Der Beobachter berichtete über etliche Probleme, die aus der neuen Schweizer Strafprozessordnung resultierten. Rund 20% der Strafbefehle würden wieder aufgehoben. Am 7. März 2022 titelte der Beobachter: „Wir suchen den Fehlbefehl des Jahres 2022 – machen Sie mit!“

Auf einen Blick ist klar, in welche Richtung Strafverfahren, die neu nur noch von Staatsanwaltschaften ohne gerichtliche Beurteilung geführt werden, gehen müssen.

Staatsanwaltschaften: Viel Lärm um nichts.

Deshalb erstaunt der Aufschrei des Beobachters, rund 11 Jahre nach Einführung der neuen Strafprozessordnung, nicht: Die inhärente Problematik dieses Strafbefehls-Systems wäre von Anfang an absehbar gewesen.

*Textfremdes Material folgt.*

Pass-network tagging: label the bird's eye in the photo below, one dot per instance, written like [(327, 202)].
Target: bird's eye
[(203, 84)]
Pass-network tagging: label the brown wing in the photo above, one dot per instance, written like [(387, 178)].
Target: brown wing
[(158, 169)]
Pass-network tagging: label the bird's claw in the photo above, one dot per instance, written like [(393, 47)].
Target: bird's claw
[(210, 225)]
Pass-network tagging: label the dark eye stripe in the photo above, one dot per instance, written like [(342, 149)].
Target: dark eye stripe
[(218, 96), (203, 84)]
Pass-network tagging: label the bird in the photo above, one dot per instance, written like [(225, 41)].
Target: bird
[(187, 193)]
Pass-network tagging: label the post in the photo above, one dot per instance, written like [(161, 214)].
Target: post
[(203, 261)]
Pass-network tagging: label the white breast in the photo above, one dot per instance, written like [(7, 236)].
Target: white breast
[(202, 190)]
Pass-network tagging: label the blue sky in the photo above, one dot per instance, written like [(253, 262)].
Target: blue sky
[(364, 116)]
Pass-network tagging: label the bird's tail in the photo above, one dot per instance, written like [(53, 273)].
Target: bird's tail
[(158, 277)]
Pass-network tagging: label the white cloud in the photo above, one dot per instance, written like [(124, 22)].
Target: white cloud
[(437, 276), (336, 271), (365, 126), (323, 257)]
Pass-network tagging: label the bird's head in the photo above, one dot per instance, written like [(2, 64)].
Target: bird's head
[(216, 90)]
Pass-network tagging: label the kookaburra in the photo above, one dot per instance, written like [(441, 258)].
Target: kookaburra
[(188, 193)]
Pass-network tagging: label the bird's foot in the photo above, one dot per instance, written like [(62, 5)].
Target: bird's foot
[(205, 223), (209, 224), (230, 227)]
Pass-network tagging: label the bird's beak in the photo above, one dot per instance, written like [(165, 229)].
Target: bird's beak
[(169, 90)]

Der schludrigste Strafbefehl des Jahres

Im Januar 2023 kürte der Beobachter den „schludrigsten Strafbefehl“ des Jahres 2022. Eine vom Beobachter zusammengesetzte Jury aus drei Fachpersonen kam zum Schluss, dass die Staatsanwaltschaft Limmattal/Albis des Kantons Zürich dieses Negativpreises würdig wäre, und zwar wegen eines Falls, über den der Beobachter am 1. April 2022 berichtete: „Zwei Tage in Haft, weil Staatsanwaltschaft schlampte“.

Der Idee zu diesem Preis liegt die Geschichte eines Mannes, der 75 Tage in Haft sass, ohne zu wissen warum, zugrunde: „Die grosse Macht der Staatsanwälte“.

Beim Versuch, dem Leiter dieser Staatsanwaltschaft den Preis persönlich zu überreichen, scheiterte der Beobachter jedoch. Im Bericht vom 26. Januar 2023, „Der Beobachter kürt den schludrigsten Strafbefehl des Jahres“, hielt Lukas Lippert fest: „Der Empfang war so frostig wie der Tag. Die Staatsanwaltschaft Limmattal/Albis in Dietikon ZH weigerte sich am 26. Januar, den Negativpreis für den Fehlbefehl des Jahres entgegenzunehmen. Beobachter-Chefredaktor Dominique Strebel konnte den Pokal nicht persönlich übergeben.“

Es ist bedauerlich, dass der Beobachter inzwischen das fast einzige redaktionelle Medium der Schweiz ist, welches Polizei und Justiz noch kritisch auf die Finger sieht. Mit Ausnahme allenfalls noch des staatlichen Schweizer Fernsehens sehen alle anderen Schweizer Medien heute bequem weg. Die Mainstream-Journos der grossen Verlagshäuser picken sich die Rosinen aus dem Kuchen des Weltgeschehens. Die journalistische Knochenarbeit im umquemen Umfeld von Machtmissbräuchen der Staatsgewalt, der Polizei und der Justiz, überlassen sie geflissentlich – wem auch immer.

Mit der Strafbefehls-Problematik der Staatsanwaltschaften befasst sich nun im Schweizer Kanton Zürich noch wenigstens auch die Justizkommission des Kantonsrats. Ob das genügt?